Hammerhead Shark Closed Newport Beach for Two Miles

A hammerhead shark spotted by a tourist on a Newport Beach pier forced lifeguards to temporarily close the beach to surfers and swimmers out of an “abundance of caution.” Took / Pixabay

A hammerhead shark closed Newport Beach along a two-mile section of the Balboa Peninsula on October 19 after a tourist captured video footage of the shark swimming near one of the piers.

The tourist who took the video, Madison Newsom, showed it to lifeguards, which prompted officials to temporarily close the beach from 10th to 44th street.

When the shark was first spotted, Newsom reported that she heard other beach goers shouting “get out of the water.”

The shark was estimated to be about eight feet long and did not display any aggressive behavior.  There was no indication that it appeared to be swimming towards people.
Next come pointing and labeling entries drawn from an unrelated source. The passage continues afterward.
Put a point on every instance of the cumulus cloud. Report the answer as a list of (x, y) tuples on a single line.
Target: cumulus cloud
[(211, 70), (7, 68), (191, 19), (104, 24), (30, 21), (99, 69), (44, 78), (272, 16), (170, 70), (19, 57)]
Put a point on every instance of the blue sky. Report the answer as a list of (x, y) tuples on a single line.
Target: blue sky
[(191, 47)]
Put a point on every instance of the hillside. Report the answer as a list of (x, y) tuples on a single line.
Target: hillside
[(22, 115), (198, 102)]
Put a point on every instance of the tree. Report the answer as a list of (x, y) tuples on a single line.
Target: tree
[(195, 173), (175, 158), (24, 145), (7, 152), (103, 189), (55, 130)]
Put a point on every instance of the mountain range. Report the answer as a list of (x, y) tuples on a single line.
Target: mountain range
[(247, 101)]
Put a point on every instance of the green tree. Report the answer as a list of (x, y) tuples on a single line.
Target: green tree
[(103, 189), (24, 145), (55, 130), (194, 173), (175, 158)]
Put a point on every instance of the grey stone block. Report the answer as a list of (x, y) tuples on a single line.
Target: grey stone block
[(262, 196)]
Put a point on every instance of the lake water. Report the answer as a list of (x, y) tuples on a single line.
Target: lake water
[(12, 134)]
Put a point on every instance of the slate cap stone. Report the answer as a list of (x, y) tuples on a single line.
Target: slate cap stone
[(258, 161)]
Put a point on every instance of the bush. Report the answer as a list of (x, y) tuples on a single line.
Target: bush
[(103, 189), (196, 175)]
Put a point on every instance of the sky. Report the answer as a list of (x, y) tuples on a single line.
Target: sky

The shark was first noticed about 11:00 a.m. and it only took 5 minutes for lifeguards to clear the water.  The shark was spotted again from the pier at about noon.  At 4:00 that afternoon, the beach was still closed and was expected to remain closed for the rest of the day.
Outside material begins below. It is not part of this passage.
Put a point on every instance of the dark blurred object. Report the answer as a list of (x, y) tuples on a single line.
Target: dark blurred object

Mike Halphide, the battalion chief for the Newport Beach lifeguards, said the beach was closed “out of an abundance of caution.”
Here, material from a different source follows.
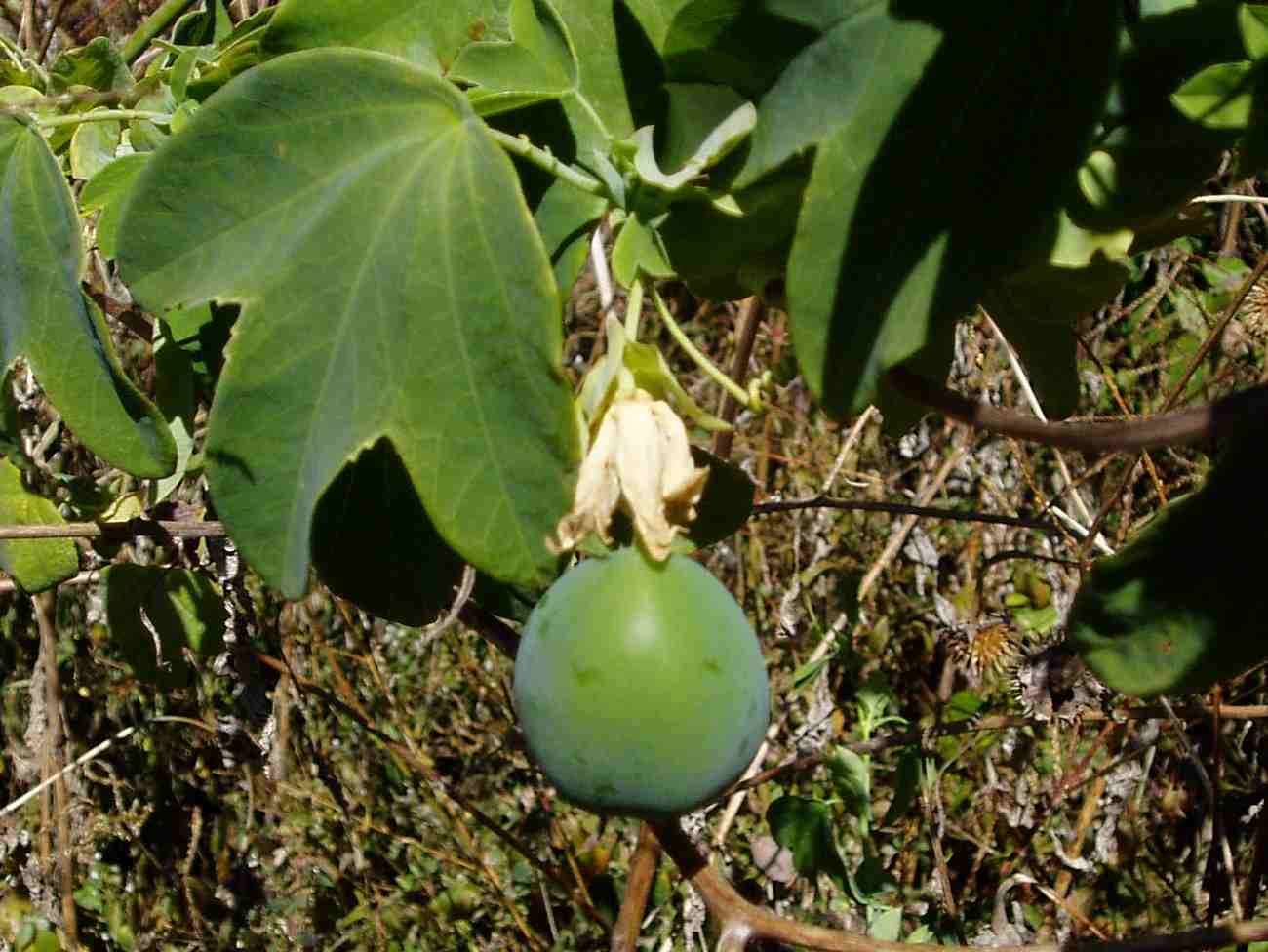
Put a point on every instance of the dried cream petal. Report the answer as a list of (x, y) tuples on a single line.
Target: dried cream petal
[(597, 494), (641, 457)]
Experts believe that this fall’s warm El Nino water is attracting more sharks, including hammerheads, along the coast of Southern California.

Cal State Long Beach marine biology professor Chris Lowe recently told the Huntington Beach Independent newspaper that, “You’ve got a whole tropical food chain that’s moved into our neighborhood.  That warm water is bringing that food up here, and that food is being followed by its predators.”